Translated with the sanction of the author by William Purdie Dickson
The Euphrates Crossed
Accordingly (701) the Euphrates was crossed (near Biradjik). To reach the Tigris from this point they had the choice of two routes; either the army might move downward along the Euphrates to the latitude of Seleucia where the Euphrates and Tigris are only a few miles distant from each other; or they might immediately after crossing take the shortest line to the Tigris right across the great Mesopotamian desert. The former route led directly to the Parthian capital Ctesiphon, which lay opposite Seleucia on the other bank of the Tigris; several weighty voices were raised in favour of this route in the Roman council of war; in particular the quaestor Gaius Cassius pointed to the difficulties of the march in the desert, and to the suspicious reports arriving from the Roman garrisons on the left bank of the Euphrates as to the Parthian warlike preparations.

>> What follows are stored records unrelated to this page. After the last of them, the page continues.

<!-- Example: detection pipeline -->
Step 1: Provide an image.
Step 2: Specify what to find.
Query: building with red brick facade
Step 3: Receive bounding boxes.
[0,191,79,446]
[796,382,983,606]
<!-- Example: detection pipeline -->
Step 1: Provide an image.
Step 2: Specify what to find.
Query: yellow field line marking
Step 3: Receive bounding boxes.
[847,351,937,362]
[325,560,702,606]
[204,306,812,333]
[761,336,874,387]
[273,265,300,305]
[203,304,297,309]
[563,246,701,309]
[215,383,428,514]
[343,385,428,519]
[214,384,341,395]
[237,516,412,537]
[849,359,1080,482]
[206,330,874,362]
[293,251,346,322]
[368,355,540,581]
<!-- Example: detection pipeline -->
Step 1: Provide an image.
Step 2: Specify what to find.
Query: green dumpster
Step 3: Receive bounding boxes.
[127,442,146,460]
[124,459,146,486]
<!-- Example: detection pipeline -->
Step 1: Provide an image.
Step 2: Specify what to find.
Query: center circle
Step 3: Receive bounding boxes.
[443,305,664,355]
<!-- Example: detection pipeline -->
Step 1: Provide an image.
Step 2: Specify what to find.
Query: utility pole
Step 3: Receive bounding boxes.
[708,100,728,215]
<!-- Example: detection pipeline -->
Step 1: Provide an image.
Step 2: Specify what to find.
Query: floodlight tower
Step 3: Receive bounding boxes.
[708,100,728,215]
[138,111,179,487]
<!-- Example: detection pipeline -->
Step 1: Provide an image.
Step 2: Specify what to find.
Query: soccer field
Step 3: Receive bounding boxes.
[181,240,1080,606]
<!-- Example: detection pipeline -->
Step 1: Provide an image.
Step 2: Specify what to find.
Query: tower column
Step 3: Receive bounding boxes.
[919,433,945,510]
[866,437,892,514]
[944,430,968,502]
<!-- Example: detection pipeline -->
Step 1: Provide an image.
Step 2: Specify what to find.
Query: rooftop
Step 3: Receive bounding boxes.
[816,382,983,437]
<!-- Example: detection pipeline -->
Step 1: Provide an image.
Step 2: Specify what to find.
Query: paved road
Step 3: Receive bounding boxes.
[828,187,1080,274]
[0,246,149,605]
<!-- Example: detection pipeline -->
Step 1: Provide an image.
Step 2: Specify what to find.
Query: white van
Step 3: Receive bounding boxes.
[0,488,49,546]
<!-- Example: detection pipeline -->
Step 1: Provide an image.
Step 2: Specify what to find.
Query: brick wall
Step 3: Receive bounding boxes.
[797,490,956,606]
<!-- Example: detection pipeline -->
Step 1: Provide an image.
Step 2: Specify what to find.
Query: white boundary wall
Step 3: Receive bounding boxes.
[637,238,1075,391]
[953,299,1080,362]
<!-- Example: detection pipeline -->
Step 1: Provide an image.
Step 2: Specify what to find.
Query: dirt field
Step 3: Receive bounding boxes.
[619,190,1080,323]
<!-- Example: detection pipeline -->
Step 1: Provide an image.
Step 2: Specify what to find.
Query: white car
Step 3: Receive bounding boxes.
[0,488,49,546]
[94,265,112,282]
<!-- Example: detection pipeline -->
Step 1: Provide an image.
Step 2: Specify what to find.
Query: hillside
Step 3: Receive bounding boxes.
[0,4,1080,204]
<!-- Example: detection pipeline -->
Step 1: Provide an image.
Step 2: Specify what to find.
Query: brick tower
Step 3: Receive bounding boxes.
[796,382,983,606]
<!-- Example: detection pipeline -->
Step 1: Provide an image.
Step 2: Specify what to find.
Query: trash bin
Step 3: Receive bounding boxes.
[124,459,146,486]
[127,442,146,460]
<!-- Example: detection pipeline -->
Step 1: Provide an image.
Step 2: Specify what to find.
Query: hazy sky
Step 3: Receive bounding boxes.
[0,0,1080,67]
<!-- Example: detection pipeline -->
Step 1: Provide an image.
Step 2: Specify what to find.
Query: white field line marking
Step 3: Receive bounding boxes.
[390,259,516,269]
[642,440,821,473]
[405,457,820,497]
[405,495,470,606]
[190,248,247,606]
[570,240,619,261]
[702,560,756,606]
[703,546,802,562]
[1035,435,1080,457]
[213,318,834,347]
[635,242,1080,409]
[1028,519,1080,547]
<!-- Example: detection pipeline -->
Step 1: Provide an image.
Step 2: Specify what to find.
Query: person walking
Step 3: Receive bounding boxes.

But in opposition to this the Arab prince Abgarus announced that the Parthians were employed in evacuating their western provinces. They had already packed up their treasures and put themselves in motion to flee to the Hyrcanians and Scythians; only through a forced march by the shortest route was it at all possible still to reach them; but by such a march the Romans would probably succeed in overtaking and cutting up at least the rear-guard of the great army under Sillaces and the vizier, and obtaining enormous spoil. These reports of the friendly Bedouins decided the direction of the march; the Roman army, consisting of seven legions, 4000 cavalry, and 4000 slingers and archers, turned off from the Euphrates and away into the inhospitable plains of northern Mesopotamia.